Par La Rédaction - publié le 21 août 2008 à 18h05 ,
MAJ le 25 septembre 2009 à 17h33 - 0 commentaire(s)
Elle est belle, attirante, sensuelle, et en plus elle a l'air sympa ! Eva Mendes s'impose aujourd'hui comme la véritable "bomba latina" de référence, devant Jennifer Lopez ou Salma Hayek dont les carrières d'actrices semblent actuellement moins en vogue. Surtout, la filmographie d'Eva révèle des choix pas forcément toujours heureux, mais dictés par un réel souci de diversité. Notre classe/pas classe se penche donc sur son cas.



URBAN LEGEND 2 : pas très classe
Urban Legend sans être mémorable, loin de là, pouvait se regarder d'un oeil distrait car il avait le mérite de respecter quelques codes incontournables du bon slasher : des meurtres sanglants à intervalles réguliers proférés par un tueur mystérieux au mobile abracadabrant. Sa séquelle fait pâle figure. Les légendes urbaines du premier (pitch plutôt sympa dans le contexte du genre) sont très vite oubliées au profit d'un scénario cherchant à privilégier la seule petite idée valable du film, celle d'avoir situé l'histoire au sein d'une école de cinéma pour ainsi permettre un semblant de mise en abîme. Malheureusement cette réorientation du sujet s'accompagne également d'un manque flagrant de meurtres. Si bien que l'ennui nous guette et on en vient à prier que le tueur s'énerve un peu. Car, quoi de plus insupportable qu'un slasher sans d'horribles décapitations ou autres éventrations. Même si le final dans des faux décors de cinéma relève un peu le niveau et si les clins d'oeil à la fois au premier film et à la série produite par Hitchcock qui clôturent le film permettent de terminer sur une note sympathique, la première mise en scène de John Ottman ne risque pas de faire de l'ombre à son célèbre et talentueux comparse, Bryan Singer. A noter qu'une fois n'est pas coutume, le titre français est parfaitement approprié à l'état dans lequel on ressort de la projection.

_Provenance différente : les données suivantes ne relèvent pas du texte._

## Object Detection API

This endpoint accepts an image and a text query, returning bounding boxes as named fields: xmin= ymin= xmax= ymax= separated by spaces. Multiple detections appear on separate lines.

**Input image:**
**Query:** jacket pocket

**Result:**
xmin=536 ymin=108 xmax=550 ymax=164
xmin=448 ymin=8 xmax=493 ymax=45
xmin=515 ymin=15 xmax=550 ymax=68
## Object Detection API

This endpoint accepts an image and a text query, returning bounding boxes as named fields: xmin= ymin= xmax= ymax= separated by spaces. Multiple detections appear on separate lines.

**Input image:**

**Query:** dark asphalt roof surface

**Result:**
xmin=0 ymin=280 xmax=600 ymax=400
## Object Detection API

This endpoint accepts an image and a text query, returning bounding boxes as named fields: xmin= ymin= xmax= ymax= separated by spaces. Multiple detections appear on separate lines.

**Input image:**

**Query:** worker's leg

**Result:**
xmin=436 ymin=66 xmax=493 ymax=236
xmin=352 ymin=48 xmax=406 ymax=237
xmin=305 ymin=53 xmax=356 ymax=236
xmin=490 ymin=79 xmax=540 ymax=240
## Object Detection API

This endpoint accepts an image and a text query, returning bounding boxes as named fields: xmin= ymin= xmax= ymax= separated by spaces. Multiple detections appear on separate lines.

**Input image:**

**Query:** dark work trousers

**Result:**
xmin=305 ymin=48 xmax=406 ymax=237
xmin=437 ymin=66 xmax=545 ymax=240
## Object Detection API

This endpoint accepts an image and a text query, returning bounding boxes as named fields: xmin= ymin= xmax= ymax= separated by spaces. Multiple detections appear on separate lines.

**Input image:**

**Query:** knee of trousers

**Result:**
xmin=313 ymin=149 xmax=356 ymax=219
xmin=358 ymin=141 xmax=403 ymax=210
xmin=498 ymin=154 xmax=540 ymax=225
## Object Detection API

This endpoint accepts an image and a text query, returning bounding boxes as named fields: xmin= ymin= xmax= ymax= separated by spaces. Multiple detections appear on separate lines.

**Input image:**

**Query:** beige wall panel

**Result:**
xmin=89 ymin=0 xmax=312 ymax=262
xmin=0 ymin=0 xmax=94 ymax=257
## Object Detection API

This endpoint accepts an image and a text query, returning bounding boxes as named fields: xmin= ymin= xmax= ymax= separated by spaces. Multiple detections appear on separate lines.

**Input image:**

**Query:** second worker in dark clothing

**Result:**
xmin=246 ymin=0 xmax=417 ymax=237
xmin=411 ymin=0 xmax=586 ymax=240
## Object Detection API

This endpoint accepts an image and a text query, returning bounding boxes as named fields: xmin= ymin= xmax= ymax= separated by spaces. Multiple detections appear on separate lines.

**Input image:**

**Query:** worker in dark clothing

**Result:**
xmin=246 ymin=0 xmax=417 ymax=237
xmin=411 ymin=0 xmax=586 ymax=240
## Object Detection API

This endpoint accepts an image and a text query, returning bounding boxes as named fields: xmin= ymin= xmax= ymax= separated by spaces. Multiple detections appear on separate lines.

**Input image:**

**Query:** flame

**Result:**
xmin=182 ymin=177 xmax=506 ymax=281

2 FAST 2 FURIOUS : furiousement pas classe
Suite au succès (surprise) du film de Rob Cohen en 2001, on n'est franchement pas étonné de voir à nouveau débarquer les bolides de Fast and Furious. Seulement voilà entre les deux films, le principal attrait du premier opus (exception faite des voitures évidemment) à savoir le charismatique Vin Diesel s'est fait la malle et a embarqué son réalisateur et principal instigateur du projet, Rob Cohen, vers de nouveaux (funestes) horizons (xXx). Pour conduire les rennes de cette suite, on se retrouve donc avec John Singleton. Un choix qui pourrait être étonnant pour un ancien grand espoir au rayon cinéaste engagé et talentueux (la claque Boyz'N the Hood) mais qui s'avère logique au vu des prétentions artistiques minimalistes du réalisateur depuis pas mal d'années (avec en point de mire son dernier film, Shaft). A la tête d'un budget des plus confortables (76 millions de dollars, soit le double du premier film), on attendait donc que Singleton fasse au moins honneur à une suite au titre exponentiellement gonflé : 2 Fast 2 Furious. Il n'en est malheureusement rien !

Alors certes, les bagnoles sont plutôt belles et assez bien mises en évidence (surtout si on compare le résultat avec celui de 60 secondes chrono), les poursuites hautement improbables (le clou du spectacle avec une cascade que même Rob Cohen et Vin Diesel n'ont pas osé faire sur leur xXx), la musique ou plutôt les tubes musicaux omniprésents ; mais il en faudrait nettement plus pour que 2 Fast 2 Furious échappe à ce qu'il est : un blockbuster estival boursouflé qui sans l'abattage d'un gros studio derrière aurait directement gagné une place de choix dans les rayons des vidéos club.